If we are truly honest with ourselves, the big improvements in the environmental performance of buildings have been driven not from the fear of irreversible climate change, but by the need to comply with new legislation.
The operational carbon efficiency of buildings has come on leaps-and-bounds, benefiting the environment, and of course those who pay for spiralling energy bills.
But these big improvements to operational carbon have only sought to raise the proportional significance and impact of a building’s embodied carbon – so much so that new legislation is on the way.
We’ve long-known about the negative environmental impact of embodied carbon, but in a highly volatile industry, often straightjacketed by fierce competition and tight profit margins, it’s been hard to reconcile short term financial expediency with longer term sustainable thinking.
Improving operational efficiency has certainly had a positive impact on reducing carbon, with new build and retrofitting technology advancing to a point where it has made buildings warmer and dryer.
Embodied carbon on the other hand has become something of an elephant in the room. Until now.
On Wednesday, February 2 Duncan Baker, the MP for North Norfolk presented what could become highly significant legislation.
The Carbon Emissions (Buildings) Bill received its first reading, with a second scheduled for 18th March 2022.
‘The Part Z’ bill will seek to legally recognise and regulate embodied carbon, creating legislation that will factor in the carbon emissions of a building’s whole life.
Having worked over 30 years in the built environment, and having worked across every conceivable window material and design, I and my colleagues at NorDan UK warmly welcome this bill as an overdue step in the right direction.
The bill helps move us to a more honest place, where we face up to the true implications of all the things we do – including how we build buildings and the materials and methods we use to do so.
Construction’s embodied carbon is dangerous and regressive, but can also be radically reduced if we all approach aspects of building differently.
Unlike a building’s operational carbon emissions, which can be improved and reduced with new technologies, once embodied carbon is emitted into the atmosphere, there’s no going back.
We’re now at the point where embodied carbon accounts for around 50% of the total emissions generated in a buildings’ lifetime, and construction accounts for almost 40% of total global carbon emissions.

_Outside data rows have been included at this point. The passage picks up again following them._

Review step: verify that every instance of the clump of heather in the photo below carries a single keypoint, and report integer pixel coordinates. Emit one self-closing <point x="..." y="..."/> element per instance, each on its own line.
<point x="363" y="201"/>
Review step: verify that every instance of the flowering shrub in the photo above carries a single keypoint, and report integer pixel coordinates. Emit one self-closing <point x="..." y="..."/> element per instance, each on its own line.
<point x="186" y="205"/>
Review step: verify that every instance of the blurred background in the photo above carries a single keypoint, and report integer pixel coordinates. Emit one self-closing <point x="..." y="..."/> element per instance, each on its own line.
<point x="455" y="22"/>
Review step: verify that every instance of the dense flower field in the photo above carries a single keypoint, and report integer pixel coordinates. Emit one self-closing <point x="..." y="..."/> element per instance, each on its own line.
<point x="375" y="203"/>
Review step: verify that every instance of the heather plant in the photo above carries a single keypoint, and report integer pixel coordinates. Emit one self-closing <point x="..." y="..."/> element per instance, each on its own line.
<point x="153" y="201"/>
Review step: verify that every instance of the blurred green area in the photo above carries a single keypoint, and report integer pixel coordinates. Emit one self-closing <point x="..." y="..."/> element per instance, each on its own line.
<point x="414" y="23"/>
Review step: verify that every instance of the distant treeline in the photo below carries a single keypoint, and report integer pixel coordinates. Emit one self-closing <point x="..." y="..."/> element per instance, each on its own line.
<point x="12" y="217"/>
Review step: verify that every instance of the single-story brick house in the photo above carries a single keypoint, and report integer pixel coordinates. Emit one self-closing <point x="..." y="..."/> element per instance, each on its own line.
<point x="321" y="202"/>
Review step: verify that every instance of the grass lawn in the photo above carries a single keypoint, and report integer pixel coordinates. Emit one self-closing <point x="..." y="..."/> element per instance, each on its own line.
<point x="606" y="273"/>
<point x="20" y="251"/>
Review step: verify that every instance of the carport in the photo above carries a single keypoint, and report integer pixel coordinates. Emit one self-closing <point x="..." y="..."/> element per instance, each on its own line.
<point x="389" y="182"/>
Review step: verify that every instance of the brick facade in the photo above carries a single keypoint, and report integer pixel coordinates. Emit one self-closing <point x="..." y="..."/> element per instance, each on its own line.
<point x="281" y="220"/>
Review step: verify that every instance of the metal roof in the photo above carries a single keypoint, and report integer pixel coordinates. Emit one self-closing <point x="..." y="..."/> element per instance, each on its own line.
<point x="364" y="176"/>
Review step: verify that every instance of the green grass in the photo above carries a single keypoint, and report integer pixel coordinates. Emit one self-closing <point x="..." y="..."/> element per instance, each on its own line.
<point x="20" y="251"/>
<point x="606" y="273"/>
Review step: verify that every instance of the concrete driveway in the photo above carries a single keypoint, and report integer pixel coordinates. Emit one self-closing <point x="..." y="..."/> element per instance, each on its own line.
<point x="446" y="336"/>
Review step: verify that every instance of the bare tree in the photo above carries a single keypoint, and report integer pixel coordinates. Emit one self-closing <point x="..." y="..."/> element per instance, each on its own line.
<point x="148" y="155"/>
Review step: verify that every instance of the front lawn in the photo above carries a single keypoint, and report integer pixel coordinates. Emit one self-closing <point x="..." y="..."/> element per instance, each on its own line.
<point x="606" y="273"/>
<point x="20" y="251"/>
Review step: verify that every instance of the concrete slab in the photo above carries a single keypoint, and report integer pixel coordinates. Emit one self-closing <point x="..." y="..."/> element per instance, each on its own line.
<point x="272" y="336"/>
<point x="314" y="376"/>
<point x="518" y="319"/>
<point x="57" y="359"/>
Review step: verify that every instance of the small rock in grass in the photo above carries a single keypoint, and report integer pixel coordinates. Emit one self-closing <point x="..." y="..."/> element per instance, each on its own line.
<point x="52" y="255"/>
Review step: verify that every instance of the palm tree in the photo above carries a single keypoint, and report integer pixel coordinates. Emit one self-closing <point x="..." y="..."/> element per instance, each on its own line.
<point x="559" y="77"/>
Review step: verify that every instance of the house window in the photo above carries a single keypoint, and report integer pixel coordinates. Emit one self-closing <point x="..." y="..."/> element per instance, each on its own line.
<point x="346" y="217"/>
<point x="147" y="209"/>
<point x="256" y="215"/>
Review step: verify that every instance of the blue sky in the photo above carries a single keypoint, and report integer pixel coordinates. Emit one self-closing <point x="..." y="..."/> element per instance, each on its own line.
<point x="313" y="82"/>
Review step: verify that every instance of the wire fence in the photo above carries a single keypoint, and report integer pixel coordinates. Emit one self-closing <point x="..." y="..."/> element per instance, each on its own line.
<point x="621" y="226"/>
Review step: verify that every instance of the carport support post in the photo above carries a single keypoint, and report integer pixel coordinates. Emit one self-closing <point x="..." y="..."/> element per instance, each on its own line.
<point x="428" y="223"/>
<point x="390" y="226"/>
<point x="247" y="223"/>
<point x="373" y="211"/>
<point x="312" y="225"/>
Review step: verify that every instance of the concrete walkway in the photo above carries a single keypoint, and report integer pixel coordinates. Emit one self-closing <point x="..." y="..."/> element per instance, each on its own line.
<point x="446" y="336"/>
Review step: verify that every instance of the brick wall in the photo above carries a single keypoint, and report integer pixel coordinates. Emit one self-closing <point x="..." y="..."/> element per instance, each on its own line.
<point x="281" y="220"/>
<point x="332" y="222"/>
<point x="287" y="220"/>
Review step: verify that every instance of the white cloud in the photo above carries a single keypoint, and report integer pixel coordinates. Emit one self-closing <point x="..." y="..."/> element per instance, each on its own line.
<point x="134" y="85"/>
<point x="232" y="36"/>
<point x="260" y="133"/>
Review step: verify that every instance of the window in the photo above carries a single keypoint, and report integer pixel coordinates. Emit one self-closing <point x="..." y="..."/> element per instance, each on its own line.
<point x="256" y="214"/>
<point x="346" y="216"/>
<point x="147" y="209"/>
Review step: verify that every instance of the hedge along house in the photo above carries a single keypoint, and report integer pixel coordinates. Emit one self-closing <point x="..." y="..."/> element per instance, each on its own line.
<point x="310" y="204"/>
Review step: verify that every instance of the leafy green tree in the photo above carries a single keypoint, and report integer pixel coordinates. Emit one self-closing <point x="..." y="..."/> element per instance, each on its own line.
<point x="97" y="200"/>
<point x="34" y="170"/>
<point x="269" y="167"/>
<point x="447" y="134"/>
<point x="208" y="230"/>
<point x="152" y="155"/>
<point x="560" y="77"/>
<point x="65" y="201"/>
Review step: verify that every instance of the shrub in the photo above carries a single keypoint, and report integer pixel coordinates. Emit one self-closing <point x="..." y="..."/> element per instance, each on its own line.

Put another way: on the day a building is finished you’ve already lost 50% of the chance to reduce its impact on climate change – and that figure in proportion to operational efficiency is only going to get higher if left unchecked.
Regardless of the proposed legislation, in my opinion it’s time for the industry to ask:
- What materials are we building with – Are they truly sustainable? Is there a better alternative that helps to address the climate emergency?
- Whole life cost or capital cost – what is more important?
- And crucially, are we measuring the whole life carbon of the products we use and the decisions we take?
At COP 26 last year I was very clear that sustainable timber has to play a part in reducing embodied carbon.
When grown, harvested, processed and replenished correctly, tree timber is the only truly renewable building material. Carbon negative in growth, the C02 is then safely trapped in the material (a process called sequestration), for the lifetime of that product.
A good example is NorDan’s aluminium-clad timber window and door frames. As well as containing 50% less embodied carbon than PVCU and four-times less carbon than aluminium (according to BSRIA - the Inventory of Carbon and Energy), they also offer a 60-year life span with minimal maintenance. PVCu (fossil fuel based), can only meet half of that.
And here lies the challenge: a longer life-span requires a greater upfront capital investment, so like carbon, the industry must value the whole life cost of a building.
When high quality and sustainable products are given a long enough time to perform, carbon, financial and social sustainability value merge into a single entity.
This is our mission at NorDan – and why we are one of the few window manufacturers that has invested heavily in Environmental Product Declarations (EPD), which means we have third party accredited information on our products from material extraction through to the end-of-life stage.
These EPD’s are freely available to clients, architects, specifiers, contractors and developers to support their respective decision making, and puts NorDan at the forefront of evidenced based carbon data in the construction industry, certainly where fenestration is concerned.
Finally, embodied carbon is an example of how making changes today can have an instant and irreversible positive impact on climate change.
But we have to choose to see problems for what they are, and if we keep specifying the same high-carbon building products based on habit and price, then we will keep getting the same results.
The ‘Part Z’ Carbon Emissions Bill is a positive step in the right direction, but let’s make this a catalyst for permanent change.